Single event:   exposure takes place only once
Repeated (unlimited):  exposure takes place with a fixed frequency (to be specified by the user.)
Repeated (fixed number of times): exposure is repeated with a user-specified frequency for a number of times and then stops. User specifies the ‘number of exposure events’ parameter.

2.1.5 Simulation

  • Simulation duration The total period the load in the alveoli is to be estimated. Note that the clearance of non-soluble particulate matter from the lung is generally slow and residues of inhaled material may be present in the alveoli for substantial time after the actual exposure has taken place.
  • Deposition model The user has a choice between two parameterisations of the ICRP deposition model: ‘male (light exercise)’ and ‘female (light exercise)’
  • Inhalation rate Volume of inhaled air per hour. Combined with the air concentration this gives the inhaled dose.

2.2 Model output

  • Inhaled dose per event The total dose of aerosol that is inhaled during a single exposure event. The dose is expressed in different dose measures <link: dose metrics 1.3>. For repeated exposure events, the same inhaled dose for each event is assumed.
  • Alveolar dose per event The dose of aerosol that, after inhalation in a single exposure event, deposits in the alveoli.   
  • Distributions In this section the dependence of a number of exposure measures on the diameter of the inhaled aerosol is shown.

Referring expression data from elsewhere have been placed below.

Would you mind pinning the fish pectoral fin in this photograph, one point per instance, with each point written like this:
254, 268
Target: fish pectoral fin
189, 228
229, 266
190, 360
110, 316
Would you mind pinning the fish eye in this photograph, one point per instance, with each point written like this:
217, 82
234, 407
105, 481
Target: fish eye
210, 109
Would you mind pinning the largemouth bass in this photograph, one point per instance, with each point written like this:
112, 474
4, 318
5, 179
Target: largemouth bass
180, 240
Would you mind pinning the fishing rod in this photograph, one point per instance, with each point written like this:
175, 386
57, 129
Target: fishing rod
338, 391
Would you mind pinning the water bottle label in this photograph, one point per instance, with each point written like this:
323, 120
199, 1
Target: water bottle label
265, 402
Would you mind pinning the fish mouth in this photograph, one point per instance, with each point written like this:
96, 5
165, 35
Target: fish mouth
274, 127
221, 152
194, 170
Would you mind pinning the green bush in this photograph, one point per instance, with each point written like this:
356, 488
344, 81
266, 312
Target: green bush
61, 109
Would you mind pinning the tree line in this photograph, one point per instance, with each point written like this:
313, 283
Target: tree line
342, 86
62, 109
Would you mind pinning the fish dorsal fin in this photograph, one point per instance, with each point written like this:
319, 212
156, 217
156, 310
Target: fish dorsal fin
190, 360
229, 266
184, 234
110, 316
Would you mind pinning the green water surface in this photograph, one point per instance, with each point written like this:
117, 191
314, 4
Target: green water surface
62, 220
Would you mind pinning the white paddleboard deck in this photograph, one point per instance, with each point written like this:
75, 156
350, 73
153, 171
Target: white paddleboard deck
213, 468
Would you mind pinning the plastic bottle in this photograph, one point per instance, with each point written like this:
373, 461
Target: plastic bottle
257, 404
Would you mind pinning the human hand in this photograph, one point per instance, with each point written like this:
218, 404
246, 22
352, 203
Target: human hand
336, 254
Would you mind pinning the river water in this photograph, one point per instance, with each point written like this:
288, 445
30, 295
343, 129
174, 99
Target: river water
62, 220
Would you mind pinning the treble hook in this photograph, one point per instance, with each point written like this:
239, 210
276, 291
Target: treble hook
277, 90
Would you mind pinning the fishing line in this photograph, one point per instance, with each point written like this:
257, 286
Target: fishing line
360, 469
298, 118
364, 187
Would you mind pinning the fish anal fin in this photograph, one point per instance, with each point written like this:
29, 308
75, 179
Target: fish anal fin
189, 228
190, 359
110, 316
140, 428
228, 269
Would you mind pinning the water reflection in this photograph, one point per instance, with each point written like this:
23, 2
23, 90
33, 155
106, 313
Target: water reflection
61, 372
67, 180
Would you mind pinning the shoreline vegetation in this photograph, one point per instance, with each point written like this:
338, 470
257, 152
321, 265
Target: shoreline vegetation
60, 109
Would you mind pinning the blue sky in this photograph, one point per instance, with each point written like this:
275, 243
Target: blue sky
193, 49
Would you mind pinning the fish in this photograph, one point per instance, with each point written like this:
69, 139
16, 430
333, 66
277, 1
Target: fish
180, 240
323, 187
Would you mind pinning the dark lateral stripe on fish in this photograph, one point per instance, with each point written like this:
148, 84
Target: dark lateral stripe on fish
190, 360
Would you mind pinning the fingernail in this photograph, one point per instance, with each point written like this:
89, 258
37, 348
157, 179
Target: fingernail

The plots include the inhaled dose during an exposure event versus the diameter, the deposition fraction in different regions of the respiratory tract as a function of the aerosol diameter and finally, the deposited mass in different regions of the respiratory tract as a function of the aerosol diameter. These graphs are only shown in case the aerosol diameter is represented by a (log normal) distribution.
  • Dose-time plots In this section of the output, important exposure estimates are displayed as a function of time. The first graph plots the inhaled and alveolar dose during a single exposure event versus time. The time ranges from zero (the start of the exposure event) to the exposure duration. The second graph shows the alveolar load over the simulation duration. For both graphs the dose measure may be chosen from a drop-down list. Finally, if the solubility of the material is simulated, a graph will appear that shows the (cumulative) amount of nanomaterial that has dissolved in the alveoli since the start of the simulation. Note that the fate (e.g. interstitialisation or systemic uptake) of the dissolved nanomaterial is not considered in the ConsExpo nano tool. The graph is not to be interpreted as the amount of material that is present in the alveoli at any particular time.